It was a Tuesday. I wasn’t feeling great, my throat and chest were at me, the bastards. I was still pretty tired from the Stag the weekend before, but I was sitting down to be productive, get some work done. This was the beginning of the most stressful period of my Masters so far. How could I have known that my laptop would die? How could I have known that it would take more than three days to resolve? I definitely couldn’t have known that ALL MY STUFF would get deleted. Yup, I lost everything; my undergrad work, my Masters to date. All my short stories, all my poetry. It’s all gone.
If you know me, you’ll know that I tend not to get stressed. This isn’t me trying to sound cool, it’s just how it is, ask my mom. However, this week I experienced intense, suffocating stress and all I can ask is, how the fuck do people live like that? I was on edge for three whole days. I was constantly too hot, my mind couldn’t focus on anything else besides the fact that the universe had fucked me over. My chest was tight and heavy. Heart-burn was a constant. NOTHING was funny. Everyone who was in a good mood near me was instantly hated. It was a horrible way to exist and it was really exhausting. The overthinking alone stopped me from sleeping.
The whole experience made me think about over-thinking though (How ironic). Like, the hard-drive had deleted and there was nothing I could do about it, yet I just wallowed in it. I let it swallow me up and I became this stressed, sweaty negative version of myself. I just couldn’t let it go and I kept thinking about how horrible my life was gonna be, and that I’d never catch back up on my work. It was all negative. I did observe something afterwards though. I realised that I have never once, in my whole life, over-thought about something in a positive way, and I doubt you have either.
Overthinking seems to be an exclusively negative activity.
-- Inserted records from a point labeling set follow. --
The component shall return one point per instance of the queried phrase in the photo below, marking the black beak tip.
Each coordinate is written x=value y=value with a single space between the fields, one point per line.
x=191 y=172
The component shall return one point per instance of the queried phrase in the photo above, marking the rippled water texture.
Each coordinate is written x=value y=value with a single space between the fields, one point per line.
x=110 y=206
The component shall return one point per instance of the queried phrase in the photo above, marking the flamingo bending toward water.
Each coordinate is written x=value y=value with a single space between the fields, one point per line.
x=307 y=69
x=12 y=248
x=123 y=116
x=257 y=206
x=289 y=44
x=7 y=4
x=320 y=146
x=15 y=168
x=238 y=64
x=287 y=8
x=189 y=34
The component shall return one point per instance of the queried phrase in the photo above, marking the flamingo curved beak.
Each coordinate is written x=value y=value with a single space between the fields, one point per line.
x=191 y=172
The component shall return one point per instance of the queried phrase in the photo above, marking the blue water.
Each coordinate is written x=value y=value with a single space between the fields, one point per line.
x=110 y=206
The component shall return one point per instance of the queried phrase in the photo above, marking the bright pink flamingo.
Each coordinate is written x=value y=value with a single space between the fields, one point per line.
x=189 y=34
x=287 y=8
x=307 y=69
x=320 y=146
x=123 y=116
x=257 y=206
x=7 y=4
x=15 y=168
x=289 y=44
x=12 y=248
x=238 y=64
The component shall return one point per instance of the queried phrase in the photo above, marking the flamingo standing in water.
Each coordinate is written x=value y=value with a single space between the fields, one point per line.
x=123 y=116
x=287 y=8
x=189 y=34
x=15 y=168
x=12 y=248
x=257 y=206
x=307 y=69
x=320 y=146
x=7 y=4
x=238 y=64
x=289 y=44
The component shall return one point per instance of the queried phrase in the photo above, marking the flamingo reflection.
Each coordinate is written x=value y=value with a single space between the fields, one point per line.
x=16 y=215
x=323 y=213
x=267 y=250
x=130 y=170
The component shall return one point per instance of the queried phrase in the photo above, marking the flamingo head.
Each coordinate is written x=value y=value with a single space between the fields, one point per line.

It’s always along the lines of ‘this bad thing will happen, and then this even worse thing will happen, and then another bad thing will show up etc.’ It’s never ‘an unreal thing will go down, and then my life will be fucking insanely lit’. It’s easier to say now because I’m no longer at peak stress, but life would be way easier if you were actively able to call yourself on overthinking and just stop.
I had a stressful week. There’s no doubt about it, and I’m sure my one stressful week was probably just an average week for someone else. I’m blessed to say that it was my first ever experience of real stress. Yeah I lost all my writing, but I can just write more. Bad things happen. Acknowledge it. Accept the lesson and move the fuck on. If I could have known that on Tuesday, we’da been flying.